Les pharmaciens d’officine pourront-ils continuer à délivrer des médicaments homéopathiques à des prix raisonnables et à donner des conseils aux patients ?

Les vétérinaires, les éleveurs et les agriculteurs disposeront-ils encore de médicaments homéopathiques pour les animaux de compagnie et de ferme, le traitement naturel des cultures et ainsi assurer la transition écologique ?


Les facultés de médecine et de pharmacie, ouvrant leurs portes aux sciences humaines et aux innovations, les fermeront-elles aux enseignements d’homéopathie et de thérapeutiques complémentaires au traitement conventionnel ?

Les soins de support homéopathiques au traitement oncologique, ayant prouvé leur utilité pour diminuer les effets indésirables des protocoles indispensables, continueront-ils à exister afin que les malades demandeurs puissent en bénéficier ?
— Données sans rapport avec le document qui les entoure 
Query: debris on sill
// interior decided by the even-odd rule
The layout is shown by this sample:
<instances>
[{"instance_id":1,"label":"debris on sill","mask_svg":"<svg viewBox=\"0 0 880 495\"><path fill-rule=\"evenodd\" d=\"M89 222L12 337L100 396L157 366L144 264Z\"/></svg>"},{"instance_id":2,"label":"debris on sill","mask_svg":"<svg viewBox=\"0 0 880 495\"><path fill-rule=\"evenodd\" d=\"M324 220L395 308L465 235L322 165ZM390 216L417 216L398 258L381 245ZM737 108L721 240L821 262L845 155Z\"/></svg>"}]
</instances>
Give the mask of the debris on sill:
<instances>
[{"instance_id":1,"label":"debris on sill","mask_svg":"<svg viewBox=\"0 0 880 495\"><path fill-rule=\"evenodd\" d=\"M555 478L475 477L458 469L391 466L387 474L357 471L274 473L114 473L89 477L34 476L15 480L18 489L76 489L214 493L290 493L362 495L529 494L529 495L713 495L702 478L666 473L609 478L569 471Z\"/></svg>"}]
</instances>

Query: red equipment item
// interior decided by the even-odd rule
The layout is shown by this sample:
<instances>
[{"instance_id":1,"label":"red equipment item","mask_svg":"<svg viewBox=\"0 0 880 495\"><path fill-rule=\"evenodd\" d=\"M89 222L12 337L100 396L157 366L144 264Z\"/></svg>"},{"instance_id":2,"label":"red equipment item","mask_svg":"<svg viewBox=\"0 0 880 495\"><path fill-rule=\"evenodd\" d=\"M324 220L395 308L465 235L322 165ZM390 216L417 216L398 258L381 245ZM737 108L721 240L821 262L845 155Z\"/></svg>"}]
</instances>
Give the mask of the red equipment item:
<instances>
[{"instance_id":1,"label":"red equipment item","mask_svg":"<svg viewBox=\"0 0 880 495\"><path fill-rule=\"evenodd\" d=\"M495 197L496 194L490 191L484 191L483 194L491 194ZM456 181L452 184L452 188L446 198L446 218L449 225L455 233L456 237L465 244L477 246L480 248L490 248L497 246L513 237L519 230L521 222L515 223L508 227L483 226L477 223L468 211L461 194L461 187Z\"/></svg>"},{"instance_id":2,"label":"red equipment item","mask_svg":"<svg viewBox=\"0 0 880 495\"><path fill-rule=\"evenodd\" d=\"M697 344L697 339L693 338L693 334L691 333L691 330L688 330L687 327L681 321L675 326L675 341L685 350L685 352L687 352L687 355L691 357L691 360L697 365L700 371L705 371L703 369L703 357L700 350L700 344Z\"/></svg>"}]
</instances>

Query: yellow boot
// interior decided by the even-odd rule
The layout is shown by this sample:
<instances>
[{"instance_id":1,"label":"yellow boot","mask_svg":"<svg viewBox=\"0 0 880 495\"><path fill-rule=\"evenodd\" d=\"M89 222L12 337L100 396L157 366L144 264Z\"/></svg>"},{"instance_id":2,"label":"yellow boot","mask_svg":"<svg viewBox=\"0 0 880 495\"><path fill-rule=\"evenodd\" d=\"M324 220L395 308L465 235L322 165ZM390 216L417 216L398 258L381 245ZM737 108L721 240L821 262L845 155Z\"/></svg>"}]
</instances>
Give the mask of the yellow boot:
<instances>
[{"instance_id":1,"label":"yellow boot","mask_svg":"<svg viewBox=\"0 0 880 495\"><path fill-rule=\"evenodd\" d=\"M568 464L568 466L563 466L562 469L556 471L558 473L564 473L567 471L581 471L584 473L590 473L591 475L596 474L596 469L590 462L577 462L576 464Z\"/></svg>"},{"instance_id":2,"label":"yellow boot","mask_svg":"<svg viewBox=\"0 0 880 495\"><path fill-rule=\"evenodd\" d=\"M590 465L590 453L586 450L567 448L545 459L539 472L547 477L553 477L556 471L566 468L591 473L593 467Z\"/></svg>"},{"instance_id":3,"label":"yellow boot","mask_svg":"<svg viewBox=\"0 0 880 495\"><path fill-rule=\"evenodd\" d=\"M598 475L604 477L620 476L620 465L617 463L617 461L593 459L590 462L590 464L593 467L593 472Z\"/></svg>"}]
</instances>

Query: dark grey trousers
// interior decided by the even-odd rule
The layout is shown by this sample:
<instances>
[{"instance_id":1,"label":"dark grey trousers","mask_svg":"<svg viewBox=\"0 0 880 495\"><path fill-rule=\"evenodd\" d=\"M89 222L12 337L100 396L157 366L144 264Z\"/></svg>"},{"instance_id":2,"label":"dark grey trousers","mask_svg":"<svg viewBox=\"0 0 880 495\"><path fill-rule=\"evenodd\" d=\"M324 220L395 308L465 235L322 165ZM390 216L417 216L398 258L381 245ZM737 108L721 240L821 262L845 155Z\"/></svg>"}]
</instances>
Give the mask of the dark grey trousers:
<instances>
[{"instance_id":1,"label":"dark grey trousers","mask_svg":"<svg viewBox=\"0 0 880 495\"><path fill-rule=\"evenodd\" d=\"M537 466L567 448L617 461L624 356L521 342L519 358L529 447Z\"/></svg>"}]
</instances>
…Bien d’autres interrogations sont envisageables, mais la plus importante est la prise en charge du patient malade qui sera alors amputée d’une possibilité thérapeutique et par conséquent de l’amélioration de sa qualité d’existence !

Pour celles et ceux qui désirent encadrer, normaliser, réduire la relation humaine singulière médecin- malade, peut-être seront-ils satisfaits ? Mais ce nouvel ordre sanitaire s’accompagnera d’une profonde insatisfaction des patients, d’une injustice sociale, d’un découragement des professionnels impliqués et d’une catastrophe économique.

Pourtant, pour nous, avec les centaines de milliers de réponses aux pétitions et la multiplication de témoignages de patients et d’autorités, nous désirons toujours construire un véritable dialogue avec toutes les autorités publiques et une évaluation sincère de notre pratique, de nos outils en vue de contribuer à construire cette médecine intégrative et moderne au service de tous.

Pour nous tous, l’affaire est si grave qu’elle en devient une affaire d’État et exige une réelle prise en compte de tous les éléments précités et autres par les pouvoirs en charge de la santé publique et de notre cohésion sociale. À l’heure où nous rédigeons ce texte, nous attendons la décision finalisée des pouvoirs publics, qui, semble-t-il, ne sera pas délivrée avec précipitation afin de tenir compte de toutes les conséquences possibles.

La Revue d’Homéopathie, à la fois indépendante, pédagogique, scientifique et clinique, continuera-t-elle son travail d’explication, de transmission, de publication d’études théoriques et cliniques de la méthodologie hahnemannienne et de son intégration dans la médecine moderne ?

Nous remercions l’éditeur Elsevier Masson de nous avoir renouvelé sa confiance.